Na segunda-feira (25), em call com investidores, Wilson confirmou as razões que forçaram a sua saída do comando da estatal: a partir de março, o dirigente passa a comandar a BR Distribuidora, braço de distribuição de combustíveis da Petrobras. O motivo da sua saída do comando da Eletrobras foi mesmo a incapacidade de avanços significativos no processo de privatização da companhia, que vem desde o início de seu mandato já nos primeiros meses de governo de Michel Temer.

“Não conseguimos ver a tração que esse processo deveria ter". disse, durante a teleconferência. "É uma percepção pessoal. E em cima dela foi que eu tomei essa decisão anunciada ontem". A empresa aproveitou para revelar, em outro comunicado ao mercado, que contratará um headhunter para buscar o novo nome e que Wilson permanecerá como parte do conselho de administração. 

Enquanto o processo de privatização não caminhava, Wilson conseguiu avanços em outras frentes com a companhia: a empresa concluiu a colaboração com investigadores da Lava Jato nos Estados Unidos sobre escândalos de corrupção ocorridos em seu interior – o que permitiu que a empresa voltasse a ter as ações negociadas pela NYSE (New York Stock Exchange), a principal bolsa de valores americana. A empresa também conseguiu privatizar algumas de suas últimas distribuidoras nas regiões Norte e Nordeste, bastante deficitárias, o que ajudou a melhorar seus indicadores.

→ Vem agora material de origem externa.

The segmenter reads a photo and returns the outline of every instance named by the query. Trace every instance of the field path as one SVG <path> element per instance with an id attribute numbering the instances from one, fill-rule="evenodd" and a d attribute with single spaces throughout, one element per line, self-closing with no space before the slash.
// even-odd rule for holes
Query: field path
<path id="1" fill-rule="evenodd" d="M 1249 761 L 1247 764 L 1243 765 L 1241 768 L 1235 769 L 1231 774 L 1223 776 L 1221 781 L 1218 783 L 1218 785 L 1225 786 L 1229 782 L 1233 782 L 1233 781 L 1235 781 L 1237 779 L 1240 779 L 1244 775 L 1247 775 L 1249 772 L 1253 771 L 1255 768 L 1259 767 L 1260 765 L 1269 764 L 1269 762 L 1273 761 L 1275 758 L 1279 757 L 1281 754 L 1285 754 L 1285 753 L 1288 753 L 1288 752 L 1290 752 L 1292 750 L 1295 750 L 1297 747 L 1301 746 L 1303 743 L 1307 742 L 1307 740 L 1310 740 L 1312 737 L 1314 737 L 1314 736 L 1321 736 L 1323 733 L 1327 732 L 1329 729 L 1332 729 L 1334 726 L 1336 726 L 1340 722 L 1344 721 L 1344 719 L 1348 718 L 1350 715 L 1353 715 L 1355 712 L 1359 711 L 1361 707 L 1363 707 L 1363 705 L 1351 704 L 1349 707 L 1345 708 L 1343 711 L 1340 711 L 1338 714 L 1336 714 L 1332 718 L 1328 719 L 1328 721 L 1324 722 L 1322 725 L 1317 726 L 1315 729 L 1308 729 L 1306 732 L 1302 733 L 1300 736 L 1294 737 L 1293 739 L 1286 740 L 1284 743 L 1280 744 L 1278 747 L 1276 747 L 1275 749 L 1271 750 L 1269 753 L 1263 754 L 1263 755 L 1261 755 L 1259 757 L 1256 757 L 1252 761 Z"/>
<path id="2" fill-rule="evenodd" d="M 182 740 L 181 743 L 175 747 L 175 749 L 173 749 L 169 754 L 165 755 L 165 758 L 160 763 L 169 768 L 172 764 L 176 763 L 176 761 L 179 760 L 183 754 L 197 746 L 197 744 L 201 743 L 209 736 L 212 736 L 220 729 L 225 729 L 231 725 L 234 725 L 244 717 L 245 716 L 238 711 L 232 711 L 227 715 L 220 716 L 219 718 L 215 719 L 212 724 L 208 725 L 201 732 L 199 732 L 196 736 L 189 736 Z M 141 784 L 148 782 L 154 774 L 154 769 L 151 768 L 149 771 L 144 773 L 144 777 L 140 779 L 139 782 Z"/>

Mas é a dificuldade em desestatizar a empresa que causou o desgaste que levou à renúncia. A proposta era encampada não apenas pelo ministro de Minas e Energia, Bento Albuquerque, como também pelo ministro da Economia, Paulo Guedes. O primeiro disse confiar, em diversas oportunidades entre 2020 e tão recente quanto a semana passada, que a privatização da empresa ocorreria em 2021. O segundo tem como proposta de Estado a cessão à iniciativa privada de ativos de controle da União.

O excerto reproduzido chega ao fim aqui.